Hayalle gerçek arasında: Dış politika

KOMŞUMUZ Yunanistan’ın sınırımıza duvar ördüğü haberi bana nedense anında Ahmet Davutoğlu’nun “komşularla sıfır sorun” hedefini hatırlattı.

Duvar galiba hayal ile gerçek arasındaki arafı çok güzel sembolleştiriyor.
* * *                                      
Geniş tarih bilgisine, bir romancıyı kıskandıracak hayal zenginliğine hayran olduğum Ahmet Davutoğlu ile aramızdaki anlaşmazlık, bakan olduğu günden beri onun “çok merkezli dış politika” iddiasına karşı benim ortaya attığım “netice odaklı dış politika” kavramları ile ifade ediliyor.
Benim aldığım eğitim bana elde edilen somut neticeleri önemsemeyi öğrettiği için ben Davutoğlu’ndan bugüne dek elde ettiği başarılı neticeleri (gerçek) sıralamasını bekliyorum. O ısrarla genel hedeflerden (hayal) bahsediyor.
Hatta bazen onun da zihninin gerçek ile hayali karıştırdığı duygusuna kapılıyorum.
* * *
Örneğin, Davutoğlu WikiLeaks belgelerinin yayınlanmasının ardından ABD Dış İşleri Bakanı Clinton’un kendisinden özür dilediğini söyledi. “Özür dilemedi, üzüntülerini bildirdi” diye ısrar edenlere de “Ben Dışişleri Bakanıyım” diye bir cevap verdi. Sonunda ABD Dışişleri Sözcüsü “özür dilenmediğini, üzüntü bildirildiğini” bir kez daha açıkladı. Davutoğlu’nun, gafları nedeniyle adlarına özür dilendiğini iddia ettiği eski Ankara Büyükelçilerini ise öve öve bitiremedi!
* * *
Hayal ile gerçek arasındaki bir gezinti de “Yeni Osmancılık” sözü etrafında yaşanıyor.
Mehmet Ali Birand’ın bildirdiğine (Posta, 28 Aralık 2010) göre Ahmet Davutoğlu ile arasında şöyle bir konuşma geçiyor:
“Bunun (Dış Politikada 4. Restorasyon dönemi) Yeni Osmanlıcılık olmadığının altını ısrarla çizdi.
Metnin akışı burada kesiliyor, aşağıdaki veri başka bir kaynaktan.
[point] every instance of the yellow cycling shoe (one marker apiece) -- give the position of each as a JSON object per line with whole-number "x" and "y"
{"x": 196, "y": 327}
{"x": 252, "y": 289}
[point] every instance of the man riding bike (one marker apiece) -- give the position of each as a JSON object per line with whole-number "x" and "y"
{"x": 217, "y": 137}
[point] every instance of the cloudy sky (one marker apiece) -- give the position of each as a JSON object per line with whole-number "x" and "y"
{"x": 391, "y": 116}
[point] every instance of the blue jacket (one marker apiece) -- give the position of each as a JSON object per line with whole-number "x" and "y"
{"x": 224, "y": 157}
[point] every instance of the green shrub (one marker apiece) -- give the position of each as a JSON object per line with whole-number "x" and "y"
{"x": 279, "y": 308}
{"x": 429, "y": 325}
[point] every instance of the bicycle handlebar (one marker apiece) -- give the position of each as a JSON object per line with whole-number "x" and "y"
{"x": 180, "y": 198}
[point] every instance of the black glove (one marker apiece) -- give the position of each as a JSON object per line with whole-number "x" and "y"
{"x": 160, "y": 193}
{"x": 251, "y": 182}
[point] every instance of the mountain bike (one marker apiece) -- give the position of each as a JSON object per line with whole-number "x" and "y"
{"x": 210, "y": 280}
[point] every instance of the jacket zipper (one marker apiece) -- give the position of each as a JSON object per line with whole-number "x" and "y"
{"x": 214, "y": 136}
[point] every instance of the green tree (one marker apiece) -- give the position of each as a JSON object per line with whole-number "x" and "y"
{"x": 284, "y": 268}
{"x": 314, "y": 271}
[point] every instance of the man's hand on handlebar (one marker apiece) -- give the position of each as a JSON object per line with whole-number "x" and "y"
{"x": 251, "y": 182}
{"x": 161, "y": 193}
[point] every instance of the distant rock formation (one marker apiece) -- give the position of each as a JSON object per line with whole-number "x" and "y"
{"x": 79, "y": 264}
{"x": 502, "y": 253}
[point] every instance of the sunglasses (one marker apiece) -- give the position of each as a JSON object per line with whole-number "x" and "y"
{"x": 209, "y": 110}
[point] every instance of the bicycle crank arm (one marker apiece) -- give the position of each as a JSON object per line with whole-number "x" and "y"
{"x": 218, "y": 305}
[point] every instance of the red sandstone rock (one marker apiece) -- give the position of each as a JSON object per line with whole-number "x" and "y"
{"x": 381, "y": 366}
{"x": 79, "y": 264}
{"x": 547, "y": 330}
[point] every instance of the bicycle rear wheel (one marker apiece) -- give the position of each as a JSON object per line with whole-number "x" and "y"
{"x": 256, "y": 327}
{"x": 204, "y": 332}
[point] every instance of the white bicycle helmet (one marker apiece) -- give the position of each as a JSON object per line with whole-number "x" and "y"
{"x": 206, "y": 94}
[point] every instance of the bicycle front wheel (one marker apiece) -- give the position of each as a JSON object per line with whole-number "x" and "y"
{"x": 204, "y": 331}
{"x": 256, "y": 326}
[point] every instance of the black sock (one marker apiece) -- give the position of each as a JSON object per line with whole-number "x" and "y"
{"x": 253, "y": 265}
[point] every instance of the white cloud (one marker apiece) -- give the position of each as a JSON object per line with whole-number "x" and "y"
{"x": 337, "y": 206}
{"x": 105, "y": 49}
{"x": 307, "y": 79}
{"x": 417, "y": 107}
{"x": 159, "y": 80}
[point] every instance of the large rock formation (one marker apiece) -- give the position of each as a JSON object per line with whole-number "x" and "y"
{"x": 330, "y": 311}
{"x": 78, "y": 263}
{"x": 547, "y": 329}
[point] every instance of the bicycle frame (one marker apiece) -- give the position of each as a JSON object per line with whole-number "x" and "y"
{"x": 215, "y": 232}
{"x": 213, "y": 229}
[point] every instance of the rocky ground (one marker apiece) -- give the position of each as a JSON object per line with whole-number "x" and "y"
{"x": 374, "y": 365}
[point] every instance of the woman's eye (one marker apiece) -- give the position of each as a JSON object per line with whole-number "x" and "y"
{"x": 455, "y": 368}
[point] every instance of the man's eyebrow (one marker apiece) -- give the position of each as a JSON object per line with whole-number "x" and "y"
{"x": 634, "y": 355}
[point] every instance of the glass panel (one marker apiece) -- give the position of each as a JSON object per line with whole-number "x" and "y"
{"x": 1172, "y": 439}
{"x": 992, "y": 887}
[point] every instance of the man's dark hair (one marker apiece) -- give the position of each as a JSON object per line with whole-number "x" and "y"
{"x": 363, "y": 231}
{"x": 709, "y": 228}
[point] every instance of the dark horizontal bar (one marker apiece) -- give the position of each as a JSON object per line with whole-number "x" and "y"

Doğrusu, bakanın bu konudaki duyarlılığını ve Yeni Osmanlıcılık nitelemelerine karşı böylesine direnç göstermesini anlayamamıştım.
‘Neden bu kadar tepkilisiniz?’ diye sordum.
‘Bu söylentileri yayarak, Ortadoğu ve Balkanlarda yakınlaşmaya çalıştığımız, oysa Osmanlı döneminden acı anıları olan ülkeleri, bakın Osmanlılılar geri dönüyor diyerek korkutuyorlar. Ben bunun için tepki gösteriyorum’ yanıtını verdi.”
* * *
Halbuki Jackson Diehl’in Ahmet Davutoğlu ile yaptığı söyleşiye (Washington Post, 5 Aralık 2010) dayanarak yazdığına göre Ahmet Davutoğlu diyor ki:
“Tıpkı Britanya’nın eski kolonileri ile yaptığı gibi Türkiye de bir milletler birliğine dönüşebilir.”
(“Turkey could become a union of nations just like Britain’s union with its former colonies.”)
Ayrıca Diehl şöyle yazıyor:
“Bana hatırlattı ki Britanya eski kolonileri ile bir ortak refah bölgesine sahip. Neden Türkiye liderliğini Balkanlardaki eski Osmanlı topraklarında, Ortadoğu’da ve Orta Asya’da yeniden inşa etmesin?”
(“Britain has a commonwealth’ with its former colonies, he reminded me. Why shouldn’t Turkey rebuild its leadership in former Ottoman lands in the Balkans, Middle East and Central Asia?”)
Allah aşkına; bu hayal Türkiye’nin liderliğine dayanan ve Osmanlı’nın eski kolonileri üzerinde inşa edilecek bir milletler topluluğu (Yeni Osmanlı) özlemi değil de nedir?
* * *
Denilebilir ki, Jackson Diehl Davutoğlu’nun sözlerini yanlış anladı, hatta yalan söyledi. O zaman neden Davutoğlu 5 Aralık ile 28 Aralık arasında Washington Post gibi etkin bir gazetede yayınlanan söyleşiyi bizzat gazeteye tepki vererek tekzip etmedi?
* * *
Hazır bütün büyükelçilerimiz bir araya gelmişken onlara sormak istiyorum:
Netice odaklı dış politika açısından 2010’un somut kazançları ve somut kayıpları nelerdir?